ChatGPT-interpreted vs Raw

Track Design

ChatGPT-interpreted captures what gpt-4o-mini-search-preview believes it retrieved: how many sources it consulted, whether results felt current, how it characterizes search depth. This is the model’s self-report. The raw track captures what the API actually returned: exact tool_invoked flags, exact source lists from web_search_call.action.sources, exact token counts from response.usage. These are Python len() calls and dictionary lookups, not model estimates.

The gap between these two tracks is itself a finding. If the interpreted track reports “12 distinct sources” but the raw source_count is 1, that discrepancy belongs in the spec.

	`web_search_test.py`	`web_search_test_raw.py`
API	Chat Completions	Responses
Measures	Model’s interpretation of what it retrieved	Raw metadata extracted directly from response object
Search Invocation	Implicit - model always searches no visibility	Explicit `web_search_call` item in `response.output`
Source Counts	Model self-report frequently overstates	Python `len()` on `web_search_call.action.sources`
Citation Counts	`url_citation` annotations in `message.annotations`	Not applicable, raw track doesn’t count inline citations
Internal Query	Not exposed	`action.query` string from `web_search_call` item - exact
`max_output_tokens`	Not set, model writes full assessments	Set to `256` - minimal output, metadata is the signal
Token Cost per Run	Higher, model writes long self-assessments	Lower, minimal prompt, capped output
Domain Filtering	Not available Chat Completions API only	Available on `web_search` tool, non-functional as tested
Sources List	Not available Chat Completions API only	Available via `include=["web_search_call.action.sources"]`
Best For	Understanding what the model perceives it retrieved	Citable measurements for the spec

Agent-Friendly Docs Spec

The following are appropriate additions to the spec’s Known Platform Limits table:

Tool Invocation

Tool invocation is conditional and deterministic for unambiguous query types: static facts and trivial math were never searched across all raw track runs; live data and research queries always invoked the tool.

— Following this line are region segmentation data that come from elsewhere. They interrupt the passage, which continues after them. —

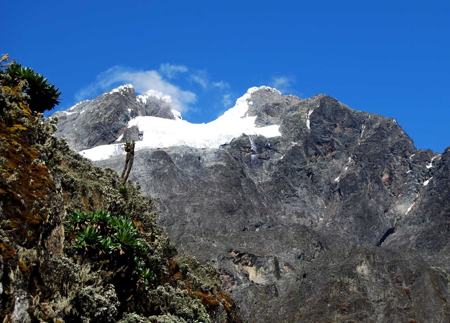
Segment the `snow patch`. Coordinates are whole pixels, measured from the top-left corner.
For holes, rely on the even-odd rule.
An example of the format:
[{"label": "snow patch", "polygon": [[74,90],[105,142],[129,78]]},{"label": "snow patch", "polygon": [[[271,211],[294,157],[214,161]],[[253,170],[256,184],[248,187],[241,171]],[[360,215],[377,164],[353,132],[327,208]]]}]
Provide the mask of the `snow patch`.
[{"label": "snow patch", "polygon": [[434,157],[431,159],[431,161],[430,162],[430,164],[429,165],[425,165],[425,166],[427,167],[427,169],[429,169],[433,167],[433,160],[436,157],[437,157],[436,156],[435,156]]},{"label": "snow patch", "polygon": [[308,127],[308,129],[311,129],[311,128],[310,127],[310,116],[311,115],[311,114],[312,113],[313,111],[314,111],[314,109],[313,109],[312,110],[310,110],[309,109],[308,109],[308,115],[306,116],[306,127]]},{"label": "snow patch", "polygon": [[175,120],[183,120],[183,118],[181,118],[181,112],[176,110],[172,110],[171,112],[173,116],[175,117]]},{"label": "snow patch", "polygon": [[116,139],[116,141],[120,141],[121,140],[122,140],[122,138],[123,138],[123,133],[122,135],[121,135],[120,136],[119,136],[119,137],[118,138],[117,138],[117,139]]},{"label": "snow patch", "polygon": [[364,129],[365,129],[365,125],[363,124],[362,127],[361,127],[361,136],[360,138],[363,137],[363,134],[364,133]]},{"label": "snow patch", "polygon": [[415,204],[416,204],[416,202],[415,202],[415,201],[414,201],[414,203],[413,203],[413,205],[411,205],[411,206],[410,206],[410,207],[409,207],[408,208],[408,210],[406,211],[406,213],[405,214],[405,215],[406,215],[406,214],[408,214],[408,212],[409,212],[410,211],[411,211],[411,209],[413,208],[413,207],[414,206],[414,205]]},{"label": "snow patch", "polygon": [[[268,86],[251,88],[237,100],[234,107],[207,123],[191,123],[181,119],[157,117],[136,117],[129,121],[128,125],[128,128],[137,126],[139,131],[143,132],[142,141],[136,142],[135,150],[178,146],[218,148],[243,133],[248,136],[261,135],[267,138],[281,136],[279,126],[257,127],[255,124],[256,116],[247,115],[248,102],[252,93],[261,89],[279,92]],[[125,154],[123,146],[120,144],[102,145],[82,150],[80,153],[92,160],[101,160]]]},{"label": "snow patch", "polygon": [[120,93],[121,94],[123,94],[123,92],[125,91],[128,91],[130,89],[132,88],[133,86],[131,84],[125,84],[124,85],[121,85],[120,86],[118,86],[115,89],[112,89],[112,90],[109,91],[109,92],[107,92],[105,93],[105,94],[112,94],[114,93]]},{"label": "snow patch", "polygon": [[64,112],[65,114],[66,114],[67,115],[70,115],[71,114],[73,114],[74,113],[79,113],[80,111],[76,111],[74,112],[68,112],[67,111],[63,111],[63,112]]},{"label": "snow patch", "polygon": [[258,150],[256,150],[256,145],[255,145],[255,141],[253,141],[253,138],[252,138],[251,136],[248,136],[248,140],[250,142],[250,148],[251,148],[252,150],[256,153],[257,153]]},{"label": "snow patch", "polygon": [[429,178],[428,178],[428,179],[427,179],[426,181],[425,181],[425,182],[423,182],[423,184],[422,185],[423,185],[423,186],[427,186],[427,185],[428,185],[428,183],[430,182],[430,180],[432,178],[433,178],[433,177],[432,176]]}]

Behavior was consistent across all 3 complete raw runs.
In the interpreted track, tool invocation is implicit and not observable. citation_count == 0 doesn’t mean search wasn’t performed - test_1_live_data returned 0 citations in 2/3 runs while still producing accurate live BTC prices.

Citation and Source Counts

Citation counts in the interpreted track are highly nondeterministic: test_8_multi_hop ranged 8–20 across 3 runs; no test produced identical counts across all runs.
Self-reported source counts are unreliable: test_6 run 2 claimed “10 sources” but produced 1 inline citation; test_4 run 3 claimed “12 distinct sources” but produced 1 citation.
Raw source counts were stable at 12 across all invoked tests and all context sizes - the only exception being domain filter tests, which errored, and no-search tests, 0 sources.

`search_context_size`

Latency impact is consistent in the interpreted track - high ~1.5–1.7× slower than low and inconsistent in the raw track - r2 high was faster than low.
Citation impact is inconsistent in both tracks.
Source count impact is zero in the raw track: source_count was 12 regardless of low, medium, or high across all 3 runs.

Internal Query Construction

search_queries_issued in the raw track contains stale date strings: internal queries appended training-era years - “2023” and “October 2023” - despite running in March 2026; "latest developments in EU AI regulation 2023". Query construction isn’t temporally aware - search_queries_issued reflects model bias, not wall-clock time.

Domain Filtering

Allow-list filtering - allowed_domains worked once on web_search_preview, run 2, filter_respected: true, 2 “apnews.com” sources. After switching to web_search per docs guidance, both allow-list and block-list filtering returned "Unsupported parameter 'filters'" on every subsequent run across gpt-4o and gpt-5.
Block-list filtering never succeeded in any configuration across 6 runs, 2 tool types, and 2 models. Attempted three parameter names - exclude_domains, excluded_domains, blocked_domains, all 400.
Contradiction: docs state filtering requires web_search; empirically it worked once on web_search_preview and never on web_search. Domain filtering documented, but non-functional via the Python SDK as tested.
Domain filtering isn’t available in the interpreted track, but Chat Completions API only.

Disambiguation

Both tracks resolved the ambiguous query "Python release" consistently to the programming language across all runs. Disambiguation behavior was the most stable finding in the suite.